2. Should I be honest about my difficulties with compliance? I mean to take the pills on time, but sometimes I end up in a world of hurt because I forgot that I forgot to take them. Other times I end up stoned out of my head because I remembered that I forgot, but remembered wrong. I also have a bad habit of not scheduling appointments if I feel good.

3. When we're doing the "getting acquainted" bit, should I be honest about the fact that I have no idea what my medical history is? Or should I guess and try to sound convincing? Is "I dunno, was too stoned to remember the '00s" a conversation killer?

All I really want is a partner in my treatment who will listen to me and be there in the bad times. He doesn't have to be perfect, but I'd appreciate it if he put a little effort into holding up his side of the (doctor-patient) relationship. Is that too much to ask?

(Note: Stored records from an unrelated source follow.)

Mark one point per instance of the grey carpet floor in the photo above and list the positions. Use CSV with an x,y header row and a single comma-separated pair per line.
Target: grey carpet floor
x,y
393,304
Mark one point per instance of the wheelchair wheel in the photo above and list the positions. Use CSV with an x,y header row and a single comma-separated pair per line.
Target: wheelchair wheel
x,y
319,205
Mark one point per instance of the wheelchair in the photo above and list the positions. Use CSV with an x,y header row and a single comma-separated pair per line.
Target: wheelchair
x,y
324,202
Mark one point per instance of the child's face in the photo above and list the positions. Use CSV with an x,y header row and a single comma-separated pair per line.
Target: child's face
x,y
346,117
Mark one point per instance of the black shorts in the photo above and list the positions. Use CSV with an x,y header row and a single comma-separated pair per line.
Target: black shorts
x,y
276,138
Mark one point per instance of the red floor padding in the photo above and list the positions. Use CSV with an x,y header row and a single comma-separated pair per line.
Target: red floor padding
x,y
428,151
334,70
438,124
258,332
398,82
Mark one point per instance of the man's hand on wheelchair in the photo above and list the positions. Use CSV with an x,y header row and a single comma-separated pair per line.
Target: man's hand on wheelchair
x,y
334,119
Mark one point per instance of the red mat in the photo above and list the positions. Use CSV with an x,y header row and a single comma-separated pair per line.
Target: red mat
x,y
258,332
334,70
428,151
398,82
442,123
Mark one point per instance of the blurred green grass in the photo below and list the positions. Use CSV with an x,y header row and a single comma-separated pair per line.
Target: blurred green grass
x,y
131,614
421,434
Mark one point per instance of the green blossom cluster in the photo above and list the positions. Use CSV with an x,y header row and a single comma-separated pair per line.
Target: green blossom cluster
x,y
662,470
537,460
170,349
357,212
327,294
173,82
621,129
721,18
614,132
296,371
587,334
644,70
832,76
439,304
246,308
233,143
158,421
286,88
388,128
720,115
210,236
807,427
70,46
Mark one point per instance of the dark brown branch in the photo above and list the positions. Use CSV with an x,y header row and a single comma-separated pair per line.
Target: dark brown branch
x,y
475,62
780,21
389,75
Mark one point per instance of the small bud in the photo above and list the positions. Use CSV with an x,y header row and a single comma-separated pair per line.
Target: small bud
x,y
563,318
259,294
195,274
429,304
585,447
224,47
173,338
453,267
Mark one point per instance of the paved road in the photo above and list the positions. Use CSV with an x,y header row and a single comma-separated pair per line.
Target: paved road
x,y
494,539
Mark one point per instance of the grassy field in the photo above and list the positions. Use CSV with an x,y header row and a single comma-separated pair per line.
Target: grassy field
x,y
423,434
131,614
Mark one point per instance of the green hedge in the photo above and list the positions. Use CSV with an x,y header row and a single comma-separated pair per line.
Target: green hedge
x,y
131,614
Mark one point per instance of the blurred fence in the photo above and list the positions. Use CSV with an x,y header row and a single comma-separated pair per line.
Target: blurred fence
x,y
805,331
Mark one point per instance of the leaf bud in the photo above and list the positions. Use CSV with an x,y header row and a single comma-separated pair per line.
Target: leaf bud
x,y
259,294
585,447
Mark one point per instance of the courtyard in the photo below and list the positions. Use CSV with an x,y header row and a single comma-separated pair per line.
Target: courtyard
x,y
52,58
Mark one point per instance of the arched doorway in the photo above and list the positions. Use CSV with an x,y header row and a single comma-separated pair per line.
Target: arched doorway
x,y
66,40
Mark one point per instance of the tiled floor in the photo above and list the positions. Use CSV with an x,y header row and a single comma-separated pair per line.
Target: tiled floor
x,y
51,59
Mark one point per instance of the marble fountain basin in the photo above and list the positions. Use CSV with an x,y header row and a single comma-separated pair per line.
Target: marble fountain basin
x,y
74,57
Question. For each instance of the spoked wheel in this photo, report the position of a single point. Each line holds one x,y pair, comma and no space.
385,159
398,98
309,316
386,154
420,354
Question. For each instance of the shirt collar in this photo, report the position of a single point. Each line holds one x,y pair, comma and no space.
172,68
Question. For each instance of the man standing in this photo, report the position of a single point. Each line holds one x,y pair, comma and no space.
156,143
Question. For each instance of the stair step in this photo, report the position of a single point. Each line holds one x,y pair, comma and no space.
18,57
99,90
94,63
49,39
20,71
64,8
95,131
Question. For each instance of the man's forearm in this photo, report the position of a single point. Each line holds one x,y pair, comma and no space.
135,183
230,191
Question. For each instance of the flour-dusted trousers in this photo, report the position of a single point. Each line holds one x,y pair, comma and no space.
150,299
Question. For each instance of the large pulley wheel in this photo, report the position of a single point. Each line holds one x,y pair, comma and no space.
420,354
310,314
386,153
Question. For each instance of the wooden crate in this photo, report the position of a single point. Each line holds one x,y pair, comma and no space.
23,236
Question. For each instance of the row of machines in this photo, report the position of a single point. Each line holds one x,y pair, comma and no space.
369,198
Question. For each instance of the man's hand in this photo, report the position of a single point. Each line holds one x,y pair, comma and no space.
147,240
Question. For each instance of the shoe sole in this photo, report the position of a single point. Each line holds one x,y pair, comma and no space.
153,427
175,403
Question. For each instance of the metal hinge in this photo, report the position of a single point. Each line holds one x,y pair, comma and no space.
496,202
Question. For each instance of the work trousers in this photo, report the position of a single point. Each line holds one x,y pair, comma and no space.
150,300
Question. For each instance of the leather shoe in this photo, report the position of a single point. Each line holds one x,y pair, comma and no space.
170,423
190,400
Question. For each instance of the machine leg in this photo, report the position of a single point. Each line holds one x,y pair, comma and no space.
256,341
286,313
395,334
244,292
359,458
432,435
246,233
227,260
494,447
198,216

  1. Yes, you should be honest about your pain levels. If you’re at a 6, then say a 6. I never say 10 because I reserve that for being burned alive, or something also. My doctor knows this, and treats me accordingly. I think that they kind of blow off people who always claim level 10. If one is always a level 10, it’s hard for the doctor to treat you and know if anything is helping, even if it’s only a little bit. It is imperative you are honest with your doctor, otherwise he/she won’t be able to treat you accordingly. Also, doctors don’t like patients who lie, and by gaining his trust, you’ll have a better relationship.
  2. Yes, you should tell him you have trouble remembering if you took your meds, and that sometimes you might double a dose, or not take a dose, on accident of course. You should also buy a days of the week pill holder, because this will help you keep track of whether or not you’ve taken your meds. Also, alarms on your cell phone are a good way to make sure you don’t miss your meds. If you do those things, it will show the doctor you are trying. He’s not going to want to try if you yourself are not trying.
  3. Again, yes, be honest. If I were a doctor, I’d want my patients to be honest. And if I felt they weren’t being honest, I probably wouldn’t put too much energy into helping them. So yes, be honest. I promise that no matter what you say, he’s heard worse.

And I love your analogy, yes a new doctor does feel kind of like a blind date. :slight_smile:

Good to see you still have a sense of humour. And I too love that analogy... make sure you have an easy exit if the date is not working out... it's a shame there aren't as many available neurologists as there are guys.

Almost a perfect analogy. I would say it’s more like going on a blind date set up by someone you met on the bus who already doesn’t like you very much…but maybe that’s just my experience!
I’m new to all of this, but I would say to try and be as honest as possible. With my memory problems, I just get into trouble when I try to make up alternate histories.
Good luck!

Also, in regards to being a 10 or a 6...I'm sure I've been discounted for saying I'm a 7 or a 6 instead of a 10, but having given birth recently, and having had severe, hospital-trip-inducing migraines since I was 9 years old, even TN hasn't rated a 10 yet for me!